Era hora de almoço, as sirenes da fábrica de armamento e explosivos, assim como a petroquímica de Auschwitz II, já tinham soado para anunciar a pausa do meio-dia e o maldito comboio proveniente da Hungria sem aparecer. Esta era a última leva de prisioneiros para Auschwitz e todos os outros campos associados. Aquele carregamento era uma exceção muito afetada por força das circunstâncias. Era necessária mais mão de obra para o desmantelamento que tinha sido ordenado pelas altas patentes, em virtude da aproximação do exército russo; as instalações fabris não podiam de maneira alguma cair em mãos inimigas, mormente a importante indústria química de Auschwitz III; havia que acelerar a desmontagem das instalações e aqueles ciganos iriam ajudar à concretização desse plano.
Os soldados já tinham tomado posições ao longo do cais e da via férrea, cujo acesso era vedado por cavalos de arame farpado e cercas de rede eletrificada. Também os prisioneiros que ajudariam os recém chegados a descer e a limpar os vagões já eram enquadrados pelos seus kapos, que com as braçadeiras berrantes, castanhas para os polacos e amarelas para os judeus, se tornavam bem notados para os soldados que, de armas aperradas, aguardavam o comboio. Até o tenente, que comandava aquela unidade de receção, passeava, soberbo da sua autoridade, sobre a neve que atapetava o cais de madeira e provava o seu nervosismo com as batidas do pingalim sobre o cano das botas polidas de negro.
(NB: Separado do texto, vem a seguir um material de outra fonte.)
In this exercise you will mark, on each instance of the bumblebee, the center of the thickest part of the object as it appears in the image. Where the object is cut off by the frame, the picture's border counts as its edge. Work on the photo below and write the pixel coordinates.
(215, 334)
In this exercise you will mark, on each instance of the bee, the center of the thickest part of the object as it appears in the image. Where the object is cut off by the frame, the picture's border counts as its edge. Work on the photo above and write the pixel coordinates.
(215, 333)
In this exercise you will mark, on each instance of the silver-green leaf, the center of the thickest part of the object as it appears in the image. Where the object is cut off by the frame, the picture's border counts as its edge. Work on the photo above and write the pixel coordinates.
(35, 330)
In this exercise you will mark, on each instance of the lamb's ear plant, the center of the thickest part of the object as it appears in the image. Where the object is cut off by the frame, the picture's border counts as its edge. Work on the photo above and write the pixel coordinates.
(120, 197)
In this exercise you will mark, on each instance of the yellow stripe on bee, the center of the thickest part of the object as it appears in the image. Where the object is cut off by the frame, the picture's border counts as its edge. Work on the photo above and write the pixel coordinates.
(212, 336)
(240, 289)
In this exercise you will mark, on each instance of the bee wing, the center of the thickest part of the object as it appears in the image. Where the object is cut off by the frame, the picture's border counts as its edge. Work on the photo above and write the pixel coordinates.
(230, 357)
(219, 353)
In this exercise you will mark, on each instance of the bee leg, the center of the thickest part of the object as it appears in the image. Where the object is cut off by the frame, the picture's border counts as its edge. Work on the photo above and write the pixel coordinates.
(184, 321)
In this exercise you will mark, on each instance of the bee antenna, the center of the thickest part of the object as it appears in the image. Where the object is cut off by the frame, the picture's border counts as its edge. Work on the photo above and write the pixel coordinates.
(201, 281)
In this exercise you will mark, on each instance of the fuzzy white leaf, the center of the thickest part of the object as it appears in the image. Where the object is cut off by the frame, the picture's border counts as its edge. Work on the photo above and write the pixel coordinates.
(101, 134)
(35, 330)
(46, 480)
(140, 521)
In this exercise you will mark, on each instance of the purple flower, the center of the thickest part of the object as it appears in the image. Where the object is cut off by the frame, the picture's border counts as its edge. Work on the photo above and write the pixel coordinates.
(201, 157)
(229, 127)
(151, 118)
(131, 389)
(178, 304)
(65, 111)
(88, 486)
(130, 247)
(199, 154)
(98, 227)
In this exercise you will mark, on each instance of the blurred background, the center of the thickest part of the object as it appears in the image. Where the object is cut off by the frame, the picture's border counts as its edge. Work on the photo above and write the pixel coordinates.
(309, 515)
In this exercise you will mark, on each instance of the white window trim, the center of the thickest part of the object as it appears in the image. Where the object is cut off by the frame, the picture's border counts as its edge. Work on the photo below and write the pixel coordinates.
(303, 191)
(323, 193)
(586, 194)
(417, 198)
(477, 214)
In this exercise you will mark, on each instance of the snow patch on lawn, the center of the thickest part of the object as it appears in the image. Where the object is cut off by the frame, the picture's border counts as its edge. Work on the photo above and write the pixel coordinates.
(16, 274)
Um estridente silvo se fez ouvir no silêncio gelado daquele soturno ambiente de carris, sinistras vedações eriçadas de farpas e homens de rostos tétricos. Lá ao fundo, a quebrar a linha do horizonte, o olho incandescente apontava ao longo da via e tornava visível o círculo negro que, qual visão fantasmagórica, sugestionava o monstro de ferro que se insinuava na brancura do trajeto. Era envolto numa neblina de vapor e cuspia fuligem incandescente pela bocarra sita no topo, também de escuro tom.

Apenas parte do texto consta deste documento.